Садовый командовал шестью бригадами. Песня, сносившая виноградный поток, была соревнованием. План Директора вел ее в бой. Седые толстухи, коричневые, как хлебные корки, резали
кисти с неуловимой быстротой, подоткнув юбки чуть не до пояса. Их ноги, в синих отеках вздувшихся вен, степные ноги хозяйственных матерей, яро круглились под присохшею глиной, - они пели громче всех, шутки их задирали всю бабью жизнь словно подол, - то шли ударницы, резавшие языком не хуже, чем ножницами. То шли батрачки многолетних винных садов.
Садовый поднимался среди них невозмутимым спокойствием.

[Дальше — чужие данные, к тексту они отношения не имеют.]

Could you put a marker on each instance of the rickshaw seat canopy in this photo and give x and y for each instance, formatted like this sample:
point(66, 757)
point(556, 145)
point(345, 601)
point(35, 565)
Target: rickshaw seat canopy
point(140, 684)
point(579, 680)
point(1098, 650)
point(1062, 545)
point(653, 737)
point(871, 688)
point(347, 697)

- Эй ты, худая карга! - кричали ему косматые прачки с костлявыми взглядами. - Чего загляделся на бабушек? Али не можешь уже с молоденькими?
- Это еще вопрос, - спокойно смотрел садовый, - старая карга или молодая карга. Это еще вопрос...
Овидий стоял рядом с ним, он чувствовал себя отлично в женском обществе, мудрый лучистый день обволакивал его сердце туманом.
Я кончаю петь, факт вернейший сей,
Опасайтесь знакомства иметь...
Голоса двух красных платков спокойно и светло сходили вниз. Он медленно отрывал с гребешка липкие матовые шарики, упругие, как мячики, и глотал их терпкий ароматный сок, холодящий во рту. Девушки шли ласково, обе босые, обе в одинаковых чистых кофточках, похожие друг на друга, как участливые молодые телята, переступающие точеными ровными копытцами, - они смотрели с мягкой серьезностью прямо ему в глаза.
- Хорошая песня, - сказал им щурясь садовый, - хорошая песня, деточки...
Когда Овидий спустился вниз, Живописец кончал этюд. Его сестра сидела на земле у мольберта. Несколько женщин с пустыми виноградными ящиками дружелюбно глазели на них, опустив руки. Густые лиловые тени сходили с кустов, на горах затененные синие леса опрокидывали на север темные вечереющие склоны.
Запад витийствовал. Он обращался к долине, поджигал кусты и деревья. В рыжих теплых огнях, светивших кругом, ослепительно
встал квадрат виноградника. Обрезанный двое суток назад, он пылал, весь малиновый.
Среди баб, окруженный платками и кофтами, в пестром усталом царстве женских раскинутых рук маленький человек произносил речь. В его круглых очках зажигались оранжевые огоньки, черная голова взметенно стояла сухой шапкой волос. Он говорил от имени партии и благодарил за блестящие результаты соревнования. Сдельная плата, введенная впервые, оправдывала себя полностью. Две ударных бригады выполнили задание с превышением на двадцать процентов.
Его слушали внимательно: человек внушал уважение серьезностью. Портовая девка, сидевшая в стороне, медленно качая туловищем, смотрела на него мутными косоватыми глазами. Он говорил о социалистической организации труда.